En un mundo donde los ejecutivos de grandes empresas acumulan fortunas inimaginables, el papa León XIV decidió romper el silencio. En su primera entrevista con los medios desde su elección, publicada por Crux, cuestionó los paquetes salariales desproporcionados que benefician a CEOs mientras millones de empleados luchan por un salario digno.
El Santo Padre, nacido en Chicago y naturalizado peruano, se refirió directamente al reciente plan de compensación de Tesla, que asciende a 1 billón de dólares para Elon Musk, señalando que estas diferencias reflejan un problema ético y social profundo.

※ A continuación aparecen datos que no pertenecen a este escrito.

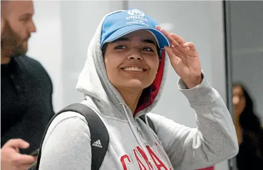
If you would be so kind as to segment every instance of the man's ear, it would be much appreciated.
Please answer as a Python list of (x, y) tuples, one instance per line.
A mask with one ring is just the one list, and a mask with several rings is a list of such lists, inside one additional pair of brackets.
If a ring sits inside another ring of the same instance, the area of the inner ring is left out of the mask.
[(4, 18), (4, 17), (1, 16), (1, 37), (3, 36), (3, 32), (4, 31), (4, 28), (6, 24), (6, 20)]

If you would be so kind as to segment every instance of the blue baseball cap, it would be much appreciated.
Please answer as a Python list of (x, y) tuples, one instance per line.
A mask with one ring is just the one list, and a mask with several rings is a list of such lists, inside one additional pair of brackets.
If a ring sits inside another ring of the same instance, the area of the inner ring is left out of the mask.
[(146, 30), (155, 37), (160, 49), (170, 46), (168, 39), (155, 29), (159, 23), (154, 19), (136, 9), (119, 11), (106, 17), (102, 25), (100, 46), (132, 32)]

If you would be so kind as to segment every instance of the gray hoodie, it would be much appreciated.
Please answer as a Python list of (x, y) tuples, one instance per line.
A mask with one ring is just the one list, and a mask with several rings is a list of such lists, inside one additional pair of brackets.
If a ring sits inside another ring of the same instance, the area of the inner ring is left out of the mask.
[[(191, 89), (181, 80), (178, 82), (178, 87), (196, 112), (197, 128), (151, 113), (161, 98), (167, 77), (170, 62), (166, 53), (158, 71), (159, 78), (154, 82), (157, 87), (152, 102), (141, 107), (133, 115), (108, 78), (100, 46), (104, 18), (90, 42), (76, 86), (85, 95), (82, 103), (98, 114), (110, 135), (100, 169), (196, 169), (236, 155), (238, 141), (229, 112), (204, 74), (201, 84)], [(176, 111), (171, 110), (170, 114), (176, 114)], [(148, 122), (139, 118), (146, 114), (152, 120), (156, 133)], [(40, 169), (91, 169), (90, 136), (83, 116), (72, 112), (59, 115), (45, 137)]]

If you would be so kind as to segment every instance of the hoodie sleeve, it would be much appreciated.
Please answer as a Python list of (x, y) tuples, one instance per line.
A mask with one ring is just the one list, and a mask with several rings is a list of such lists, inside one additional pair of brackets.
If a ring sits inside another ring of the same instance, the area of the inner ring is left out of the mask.
[(235, 130), (219, 93), (204, 76), (201, 84), (190, 89), (179, 79), (178, 88), (196, 111), (197, 128), (185, 127), (163, 116), (149, 115), (174, 168), (196, 169), (235, 156), (238, 152)]
[(58, 115), (48, 128), (39, 170), (91, 169), (90, 133), (87, 122), (78, 113), (65, 113), (69, 115), (63, 118)]

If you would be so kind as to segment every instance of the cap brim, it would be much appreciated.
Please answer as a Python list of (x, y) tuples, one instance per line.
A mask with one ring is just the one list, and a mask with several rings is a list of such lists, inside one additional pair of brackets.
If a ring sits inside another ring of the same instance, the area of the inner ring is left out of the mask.
[(103, 42), (101, 46), (107, 42), (114, 41), (127, 34), (140, 30), (146, 30), (151, 32), (156, 39), (157, 45), (160, 49), (164, 49), (165, 46), (170, 46), (169, 40), (162, 33), (154, 28), (140, 25), (128, 26), (118, 29)]

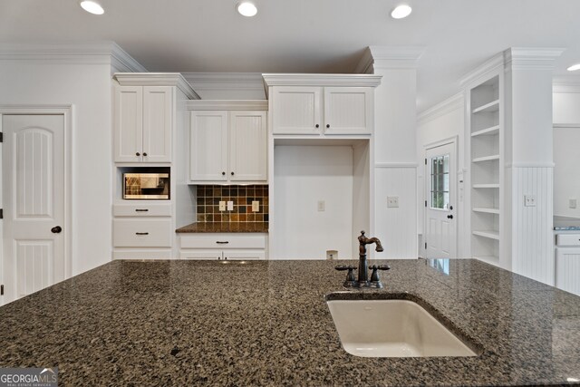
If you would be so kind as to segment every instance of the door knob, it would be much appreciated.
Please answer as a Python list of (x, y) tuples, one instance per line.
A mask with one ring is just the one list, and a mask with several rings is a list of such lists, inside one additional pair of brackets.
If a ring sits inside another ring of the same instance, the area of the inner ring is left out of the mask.
[(63, 231), (63, 227), (60, 226), (55, 226), (53, 228), (51, 228), (51, 232), (53, 234), (60, 234), (61, 231)]

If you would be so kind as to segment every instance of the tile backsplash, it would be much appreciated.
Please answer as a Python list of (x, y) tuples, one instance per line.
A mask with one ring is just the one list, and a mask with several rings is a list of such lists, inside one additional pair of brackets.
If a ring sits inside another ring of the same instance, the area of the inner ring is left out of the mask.
[[(198, 186), (198, 222), (267, 222), (268, 186)], [(233, 201), (234, 209), (220, 211), (219, 201)], [(252, 211), (252, 201), (259, 211)]]

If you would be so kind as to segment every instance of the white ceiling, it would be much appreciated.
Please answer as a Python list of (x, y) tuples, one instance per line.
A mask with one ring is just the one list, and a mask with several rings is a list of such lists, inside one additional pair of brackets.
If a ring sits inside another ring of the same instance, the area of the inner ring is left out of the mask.
[(111, 40), (149, 71), (208, 73), (353, 73), (366, 46), (422, 45), (420, 111), (508, 47), (566, 48), (556, 75), (580, 63), (578, 0), (408, 0), (402, 20), (398, 0), (256, 0), (253, 18), (235, 0), (101, 3), (95, 16), (77, 0), (0, 0), (0, 41)]

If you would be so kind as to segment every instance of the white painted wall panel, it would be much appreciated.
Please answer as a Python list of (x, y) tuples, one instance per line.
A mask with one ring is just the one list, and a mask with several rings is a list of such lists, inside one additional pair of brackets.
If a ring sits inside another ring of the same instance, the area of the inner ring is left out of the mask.
[[(553, 169), (512, 169), (512, 270), (554, 285)], [(526, 195), (536, 206), (525, 207)]]
[[(415, 167), (375, 168), (375, 235), (382, 242), (380, 258), (416, 259), (417, 174)], [(398, 196), (399, 207), (387, 208), (387, 197)]]

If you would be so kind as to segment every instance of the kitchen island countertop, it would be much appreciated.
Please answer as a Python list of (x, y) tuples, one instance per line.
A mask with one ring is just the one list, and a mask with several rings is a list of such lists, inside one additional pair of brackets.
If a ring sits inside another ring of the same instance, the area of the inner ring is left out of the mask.
[(324, 302), (338, 263), (113, 261), (1, 307), (0, 366), (58, 366), (59, 385), (580, 380), (580, 297), (475, 260), (390, 260), (377, 292), (421, 298), (481, 354), (351, 355)]

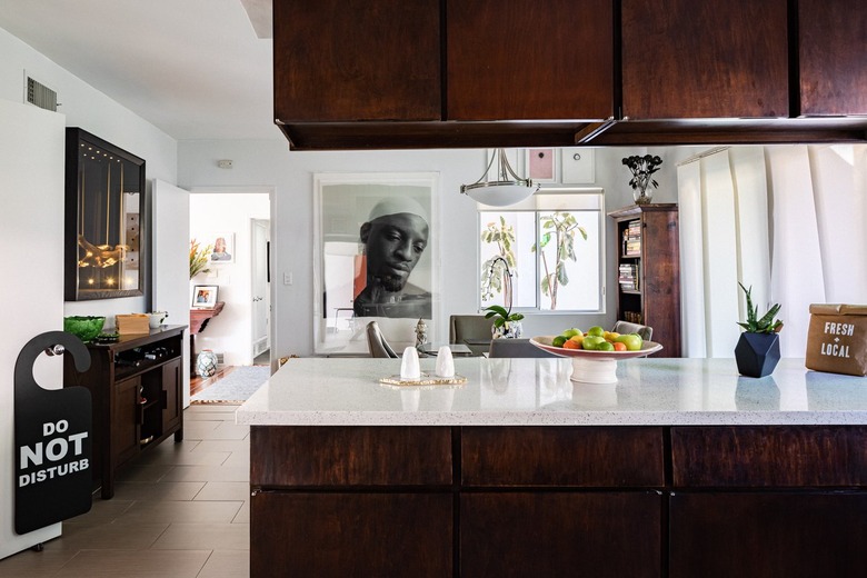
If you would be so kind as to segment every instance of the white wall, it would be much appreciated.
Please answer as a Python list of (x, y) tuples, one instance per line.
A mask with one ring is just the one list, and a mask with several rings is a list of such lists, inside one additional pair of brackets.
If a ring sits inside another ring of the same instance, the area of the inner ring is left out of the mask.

“Si eso es lo único que sigue teniendo valor, entonces estamos en un gran problema”, afirmó León XIV.
Desigualdad laboral: un reto global
El pontífice señaló que hace seis décadas, los ejecutivos ganaban entre cuatro y seis veces más que sus trabajadores, mientras que hoy las diferencias alcanzan 600 veces más. Este fenómeno no solo genera inequidad, sino que, según León XIV, afecta la cohesión social y la justicia económica.
“Los CEOs deben reflexionar sobre el impacto de sus decisiones en la sociedad y no medir solo el éxito por acumulación de riqueza”, agregó.
Con estas palabras, el Papa pone en primer plano la ética empresarial y la responsabilidad social corporativa.
Liderazgo global y diplomacia internacional
Además de criticar la desigualdad salarial, León XIV se refirió a la Organización de Naciones Unidas (ONU) y su papel en la diplomacia mundial. Según el Papa, la ONU ha perdido capacidad de reunir a líderes globales para abordar problemas multilaterales, un vacío que requiere un compromiso renovado y ético de los líderes del mundo.
El pontífice admitió que, al asumir su cargo, se sintió más preparado para guiar espiritualmente a los 1,400 millones de católicos, que para desempeñar un rol diplomático. Sin embargo, con determinación, asegura que está aprendiendo rápidamente y enfrentando los desafíos de liderazgo global con responsabilidad.
Ética, justicia y valores universales
La crítica de León XIV no se limita a los salarios ejecutivos. También cuestiona un sistema donde el dinero y la fama parecen tener más valor que la justicia y la equidad. Su mensaje apunta a la necesidad de replantear prioridades y fomentar una cultura empresarial que respete la dignidad de todos los trabajadores.
El Papa llama a líderes, empresas y ciudadanos a reflexionar sobre cómo las decisiones económicas impactan la justicia social y la cohesión de las comunidades, recordando que la verdadera riqueza reside en el bienestar colectivo, no solo en cifras millonarias.